Alors que l’Éthiopie inaugure le gigantesque Grand barrage de la Renaissance (GERD) sur le Nil bleu, l’Égypte déploie un arsenal juridique, diplomatique et technique pour protéger son accès vital à l’eau.
Le GERD, d’une capacité de 5 000 MW et capable de retenir jusqu’à 74 milliards de m³, suscite de vives inquiétudes au Caire, où le Nil fournit 97 % de l’eau potable, de l’irrigation agricole et de l’industrie. Le président Abdel Fattah Al-Sissi qualifie cette situation de « menace existentielle ». Le jour même de l’inauguration, le ministre des Affaires étrangères Badr Abdelatty a saisi le président du Conseil de sécurité de l’ONU, dénonçant un acte « contraire au droit international ».
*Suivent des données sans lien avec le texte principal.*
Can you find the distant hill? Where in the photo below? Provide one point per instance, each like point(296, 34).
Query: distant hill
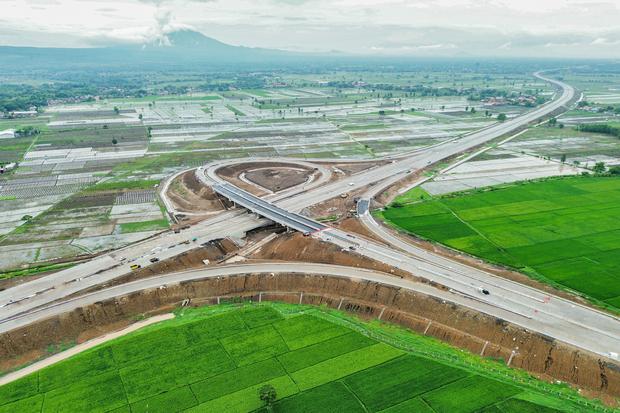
point(183, 47)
Sur le plan juridique, l’Égypte s’appuie sur les accords de 1929 et 1959 et les principes de droit international relatifs aux cours d’eau transfrontaliers pour exiger un accord contraignant sur le remplissage et l’exploitation du GERD. Selon Mohamed Mahmoud Mahran, professeur de droit international, « l’inauguration sans consensus constitue un acte unilatéral contraire à l’accord de principes de 2015 ».
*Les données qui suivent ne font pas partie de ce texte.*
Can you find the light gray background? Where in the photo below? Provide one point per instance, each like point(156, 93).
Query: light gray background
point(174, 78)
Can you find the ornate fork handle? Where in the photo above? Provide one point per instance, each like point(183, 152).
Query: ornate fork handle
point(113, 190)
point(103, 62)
Diplomatiquement, Le Caire mobilise l’Union africaine, l’ONU, la Ligue arabe et les grandes puissances pour faire pression sur Addis-Abeba. Le gouvernement tente également de fédérer les pays en aval (Soudan, Érythrée et Somalie), afin de bâtir un front uni pour renforcer sa position.
À l’échelle nationale, l’Égypte mise sur des mesures d’adaptation : stations de dessalement, traitement des eaux usées, modernisation du réseau d’irrigation et campagnes de rationalisation de l’eau. Face à un déficit chronique, 55,5 milliards de m³ reçus pour des besoins supérieurs à 90 milliards, la disponibilité par habitant tombe sous 500 m³ par an, bien en deçà du seuil de pauvreté hydrique défini par l’ONU.
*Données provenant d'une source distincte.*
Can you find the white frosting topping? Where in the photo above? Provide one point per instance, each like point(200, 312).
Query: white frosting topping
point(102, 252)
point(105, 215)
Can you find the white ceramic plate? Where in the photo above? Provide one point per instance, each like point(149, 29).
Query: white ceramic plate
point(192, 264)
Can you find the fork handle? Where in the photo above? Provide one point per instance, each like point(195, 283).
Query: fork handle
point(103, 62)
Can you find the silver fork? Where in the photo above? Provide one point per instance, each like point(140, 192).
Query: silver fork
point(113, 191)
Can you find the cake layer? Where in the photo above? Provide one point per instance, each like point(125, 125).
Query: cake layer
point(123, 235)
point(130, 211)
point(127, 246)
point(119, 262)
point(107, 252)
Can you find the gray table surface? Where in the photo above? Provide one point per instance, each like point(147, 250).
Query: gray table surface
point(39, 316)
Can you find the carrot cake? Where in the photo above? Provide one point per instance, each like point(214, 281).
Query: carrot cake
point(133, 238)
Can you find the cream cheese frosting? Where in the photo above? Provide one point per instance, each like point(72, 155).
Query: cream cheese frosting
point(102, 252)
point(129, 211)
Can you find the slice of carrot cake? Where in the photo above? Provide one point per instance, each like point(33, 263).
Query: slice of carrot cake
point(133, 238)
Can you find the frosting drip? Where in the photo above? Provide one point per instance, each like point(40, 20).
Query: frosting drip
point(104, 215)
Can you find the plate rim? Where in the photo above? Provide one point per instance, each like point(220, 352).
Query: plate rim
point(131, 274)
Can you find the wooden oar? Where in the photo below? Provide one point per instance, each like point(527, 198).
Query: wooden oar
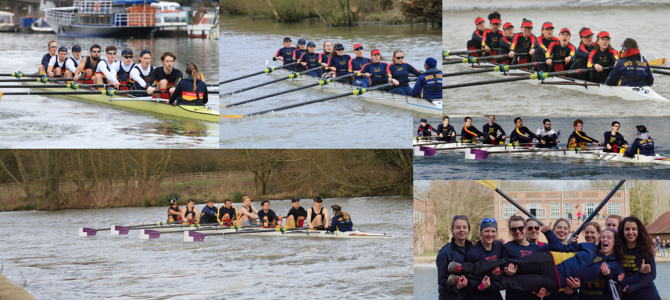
point(321, 82)
point(293, 75)
point(354, 92)
point(268, 70)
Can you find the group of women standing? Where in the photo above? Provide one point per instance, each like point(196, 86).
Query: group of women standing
point(616, 262)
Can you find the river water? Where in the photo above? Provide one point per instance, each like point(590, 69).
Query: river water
point(245, 47)
point(42, 121)
point(521, 98)
point(43, 248)
point(452, 165)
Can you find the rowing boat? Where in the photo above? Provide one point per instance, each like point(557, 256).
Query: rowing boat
point(587, 87)
point(381, 97)
point(203, 113)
Enfin, le Caire soigne sa communication internationale en présentant le litige comme un enjeu de droit fondamental à l’eau, soulignant les impacts potentiels sur plus de 100 millions d’Égyptiens. Selon l’expert Abbas Sharaky, cette approche place Addis-Abeba « sous le regard du monde ».
Entre droit, diplomatie, alliances régionales et résilience technique, l’Égypte multiplie les stratégies pour préserver son avenir hydrique face au GERD.